How to find an electric potential in anisotropic, inhomogeneous medium

Agent007

Hello!

(I am sorry for probable mistakes. English is not my native language. I have never written anything about mathematics and physics in English.)

I have an electrostatic problem. I need to find an electric potential [itex]\psi[/itex] ([itex]\vec{E}=-\nabla\psi[/itex]) in anisotropic, inhomogeneous medium.

Let's introduce a cylindrical coordinate system ([itex]\rho[/itex], [itex]\varphi[/itex], z).

The only source of the field is the linear charge on the endless thread:
[itex]\rho=\lambda\delta(\rho).[/itex]

Here [itex]\rho[/itex] is the volume charge density, [itex]\lambda[/itex] is a constant that describes the linear charge density.

1. If [itex]\rho<a[/itex], medium is homogeneus and anisotropic. Permittivity [itex]\widehat{\varepsilon}[/itex] is the given Hermitian matrix (3 x 3). All its entries are non-nil, some of them depend on the polar angle [itex]\varphi[/itex] so [itex]\widehat{\varepsilon}=\widehat{\varepsilon}( \varphi )[/itex].

From Gauss's flux theorem we obtain ([itex]\rho<a[/itex]):
div([itex]\widehat{\varepsilon}(\varphi)\nabla\psi[/itex])=-4[itex]\pi\rho[/itex].

This is the hyperbolic partial differential equation due to properties of [itex]\widehat{\varepsilon}[/itex].

2. If [itex]\rho\geq a[/itex], medium is homogeneus and isotropic.
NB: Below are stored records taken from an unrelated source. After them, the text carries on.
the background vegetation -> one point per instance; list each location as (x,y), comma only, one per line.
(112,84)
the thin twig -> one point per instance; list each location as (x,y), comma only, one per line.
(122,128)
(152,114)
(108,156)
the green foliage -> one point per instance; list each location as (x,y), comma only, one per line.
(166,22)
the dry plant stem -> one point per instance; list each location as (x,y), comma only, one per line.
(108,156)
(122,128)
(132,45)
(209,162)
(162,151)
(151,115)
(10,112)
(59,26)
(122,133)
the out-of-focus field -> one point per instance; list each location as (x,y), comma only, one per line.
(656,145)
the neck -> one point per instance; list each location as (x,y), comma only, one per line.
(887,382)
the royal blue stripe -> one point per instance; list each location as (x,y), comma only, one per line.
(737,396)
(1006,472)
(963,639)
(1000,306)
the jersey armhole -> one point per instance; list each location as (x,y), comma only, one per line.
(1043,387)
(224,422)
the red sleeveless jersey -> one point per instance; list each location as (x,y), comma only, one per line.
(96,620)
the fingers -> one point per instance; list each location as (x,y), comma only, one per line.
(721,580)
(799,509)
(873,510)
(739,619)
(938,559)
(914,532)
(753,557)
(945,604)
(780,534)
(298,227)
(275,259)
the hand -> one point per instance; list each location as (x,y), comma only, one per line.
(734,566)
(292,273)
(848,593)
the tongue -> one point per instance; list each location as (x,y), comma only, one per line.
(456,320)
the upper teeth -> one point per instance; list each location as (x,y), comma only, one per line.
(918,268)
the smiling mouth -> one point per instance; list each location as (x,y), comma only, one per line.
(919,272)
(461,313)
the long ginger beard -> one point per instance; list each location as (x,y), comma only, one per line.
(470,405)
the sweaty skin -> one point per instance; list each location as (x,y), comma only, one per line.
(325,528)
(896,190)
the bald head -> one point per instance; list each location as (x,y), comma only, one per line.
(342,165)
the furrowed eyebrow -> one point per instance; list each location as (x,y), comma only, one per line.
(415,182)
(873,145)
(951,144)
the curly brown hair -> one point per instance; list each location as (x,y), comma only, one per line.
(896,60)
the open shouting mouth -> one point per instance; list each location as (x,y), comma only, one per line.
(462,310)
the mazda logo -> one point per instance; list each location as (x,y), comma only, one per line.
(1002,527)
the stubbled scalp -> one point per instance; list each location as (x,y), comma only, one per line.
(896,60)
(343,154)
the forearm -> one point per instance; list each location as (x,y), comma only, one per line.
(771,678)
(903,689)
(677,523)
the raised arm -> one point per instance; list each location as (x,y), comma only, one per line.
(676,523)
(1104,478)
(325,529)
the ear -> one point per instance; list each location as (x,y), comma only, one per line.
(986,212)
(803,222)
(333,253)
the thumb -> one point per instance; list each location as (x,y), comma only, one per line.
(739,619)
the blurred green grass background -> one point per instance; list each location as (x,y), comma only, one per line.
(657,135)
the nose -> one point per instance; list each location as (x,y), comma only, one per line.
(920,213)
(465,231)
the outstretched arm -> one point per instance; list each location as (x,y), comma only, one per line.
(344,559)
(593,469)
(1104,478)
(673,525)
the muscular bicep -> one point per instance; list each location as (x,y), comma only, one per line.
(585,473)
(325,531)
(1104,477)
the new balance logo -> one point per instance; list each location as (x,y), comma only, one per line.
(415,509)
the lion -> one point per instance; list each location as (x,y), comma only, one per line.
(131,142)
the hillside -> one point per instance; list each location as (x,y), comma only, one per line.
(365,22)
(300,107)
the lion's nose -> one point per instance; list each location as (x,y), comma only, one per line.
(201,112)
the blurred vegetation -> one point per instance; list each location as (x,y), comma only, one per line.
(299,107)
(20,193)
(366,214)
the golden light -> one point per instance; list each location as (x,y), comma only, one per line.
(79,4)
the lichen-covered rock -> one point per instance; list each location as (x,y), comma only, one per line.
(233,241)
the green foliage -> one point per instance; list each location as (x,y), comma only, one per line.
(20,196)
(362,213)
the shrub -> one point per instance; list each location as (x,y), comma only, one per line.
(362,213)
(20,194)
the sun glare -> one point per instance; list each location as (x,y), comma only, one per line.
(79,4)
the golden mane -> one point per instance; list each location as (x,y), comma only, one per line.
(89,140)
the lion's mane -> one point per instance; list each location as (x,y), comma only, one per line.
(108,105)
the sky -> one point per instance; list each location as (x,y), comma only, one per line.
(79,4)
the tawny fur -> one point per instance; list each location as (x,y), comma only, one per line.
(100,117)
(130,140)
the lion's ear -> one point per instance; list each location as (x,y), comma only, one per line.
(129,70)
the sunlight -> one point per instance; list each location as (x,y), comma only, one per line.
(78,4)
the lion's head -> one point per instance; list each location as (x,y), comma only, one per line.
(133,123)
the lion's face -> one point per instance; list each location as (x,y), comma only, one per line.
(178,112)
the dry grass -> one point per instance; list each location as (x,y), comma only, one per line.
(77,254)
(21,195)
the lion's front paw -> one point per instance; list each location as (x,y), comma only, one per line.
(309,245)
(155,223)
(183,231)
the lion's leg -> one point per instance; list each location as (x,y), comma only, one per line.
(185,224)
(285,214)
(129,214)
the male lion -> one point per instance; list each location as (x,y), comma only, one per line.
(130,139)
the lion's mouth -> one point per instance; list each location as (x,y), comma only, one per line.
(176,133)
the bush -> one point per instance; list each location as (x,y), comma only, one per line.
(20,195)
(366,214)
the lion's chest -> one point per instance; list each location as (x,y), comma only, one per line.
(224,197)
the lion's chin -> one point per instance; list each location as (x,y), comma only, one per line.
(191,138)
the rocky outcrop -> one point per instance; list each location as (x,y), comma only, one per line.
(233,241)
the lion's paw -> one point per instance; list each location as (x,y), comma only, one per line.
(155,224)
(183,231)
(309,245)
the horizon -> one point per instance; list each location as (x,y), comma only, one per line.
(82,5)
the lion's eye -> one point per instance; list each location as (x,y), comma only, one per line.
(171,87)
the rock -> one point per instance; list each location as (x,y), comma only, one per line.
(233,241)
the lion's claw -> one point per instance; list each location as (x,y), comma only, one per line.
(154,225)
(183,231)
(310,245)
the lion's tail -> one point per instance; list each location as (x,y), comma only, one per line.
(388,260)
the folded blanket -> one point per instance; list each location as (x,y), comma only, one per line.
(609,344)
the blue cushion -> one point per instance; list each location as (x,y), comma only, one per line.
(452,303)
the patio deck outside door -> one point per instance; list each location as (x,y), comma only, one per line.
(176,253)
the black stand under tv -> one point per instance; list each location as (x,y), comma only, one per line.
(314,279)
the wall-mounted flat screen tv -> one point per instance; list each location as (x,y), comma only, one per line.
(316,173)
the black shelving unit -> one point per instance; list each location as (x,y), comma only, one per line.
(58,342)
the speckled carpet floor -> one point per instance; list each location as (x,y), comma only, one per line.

Permittivity [itex]\varepsilon=1[/itex], its a scalar.

From Gauss's flux theorem we obtain ([itex]\rho\geq a[/itex]):
div([itex]\nabla\psi[/itex])=-4[itex]\pi\rho[/itex]=0.

This is the elliptic partial differential equation.
________

So I have to solve these equations. Unfortunately, it's impossible to separate variables in the area [itex]\rho<a[/itex]. The only thing that may help is that nothing depends on z.

I have the boundary conditions:
[itex]\psi(a-0)=\psi(a+0)[/itex],
[itex]\widehat{\varepsilon}\frac{\partial\psi}{\partial \rho}(a-0)=\frac{\partial\psi}{\partial\rho}(a+0)[/itex],
[itex]\psi(\rho\rightarrow\infty)\rightarrow 0[/itex].

If somebody has any ideas, it will be great!